By the first of June I had received encouraging reviews stating how intense it was, how it had invoked such emotion. I was happy to hear the way I felt about it had translated for readers. I remember while I was writing it, I had to stop many times to wipe the tears out of my eyes.
June came and I was already thinking about the sequel. As I lined up all the next steps required to self-publish my first book, I was also beginning to write the sequel. I was electrified with the storyline I was going to tell.
On June 6th my four children went to school for the last time until August. Determined not to change my routine, I continued to write in the mornings and early afternoon. I put together 30,000 words. The plot grew larger and more complex than I had imagined and I considered making a four book series instead of just a sequel. My main character needed more space.
I added another 20,000 words by the time July rolled around. My character was in much more dire straits in this book, yet I struggled to find her voice. I had yet to cry a single writer-tear. I was not carried away with her excitement nor
“Mom can you charge this?”
did I feel the crush of her suffering. I didn’t know where her hope would be renewed or how her heart would heal.
“Can I have a yogurt? Why not? We ate two hours ago!”
I realized it isn’t the story that is failing. It’s the author. I can’t get lost in the story like I hope my future reader will. I need to, but I can’t. Life is happening all around me, demanding my attention even at my main character’s most heartbreaking moments.
It is now early July. We have seven more weeks of summer vacation before the kids go back to school. I realize now that trying to force a novel out of these weeks is not going to be fruitful. I certainly have plenty of other things to focus on before my first book will be published. Much of that is already in the works.
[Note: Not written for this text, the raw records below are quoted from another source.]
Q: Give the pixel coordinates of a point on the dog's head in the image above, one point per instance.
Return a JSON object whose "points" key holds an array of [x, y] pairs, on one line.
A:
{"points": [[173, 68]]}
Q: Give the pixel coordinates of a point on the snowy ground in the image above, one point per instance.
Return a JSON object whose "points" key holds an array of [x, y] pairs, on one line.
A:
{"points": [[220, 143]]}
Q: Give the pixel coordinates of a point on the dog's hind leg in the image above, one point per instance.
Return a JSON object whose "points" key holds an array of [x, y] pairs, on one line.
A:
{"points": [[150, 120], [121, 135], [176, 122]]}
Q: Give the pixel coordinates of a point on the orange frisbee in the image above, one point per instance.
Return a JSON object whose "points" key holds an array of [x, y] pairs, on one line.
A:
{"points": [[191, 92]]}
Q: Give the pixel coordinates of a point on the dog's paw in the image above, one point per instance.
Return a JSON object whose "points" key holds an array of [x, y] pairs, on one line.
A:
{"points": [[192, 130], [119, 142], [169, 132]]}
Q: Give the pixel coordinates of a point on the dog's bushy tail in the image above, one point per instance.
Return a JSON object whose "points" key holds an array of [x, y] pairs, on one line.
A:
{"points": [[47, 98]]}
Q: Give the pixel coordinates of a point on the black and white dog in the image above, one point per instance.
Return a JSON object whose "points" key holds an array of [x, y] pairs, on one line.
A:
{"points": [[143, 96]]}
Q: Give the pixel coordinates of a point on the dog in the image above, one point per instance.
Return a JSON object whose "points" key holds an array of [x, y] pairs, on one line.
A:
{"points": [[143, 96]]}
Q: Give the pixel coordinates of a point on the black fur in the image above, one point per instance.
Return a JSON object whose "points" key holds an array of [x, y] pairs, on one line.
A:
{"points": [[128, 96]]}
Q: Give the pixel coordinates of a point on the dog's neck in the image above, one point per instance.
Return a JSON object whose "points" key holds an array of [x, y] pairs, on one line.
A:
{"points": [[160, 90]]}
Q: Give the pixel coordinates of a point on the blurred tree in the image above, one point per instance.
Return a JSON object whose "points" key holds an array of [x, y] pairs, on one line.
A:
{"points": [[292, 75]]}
But I can’t just stop writing for seven weeks. So I’ve decided to put the sequel on hold and instead write a collection of poetry and short stories about growing up in Tennessee with a focus on gender expectations. I think the subject will be manageable for writing with kids home and interruptions every few minutes.
When the end of August comes, I will be ready to sit for hours and weep while I spin the tale from my heart to the screen. It needs all of me, and I will wait to write it until I can give it my everything.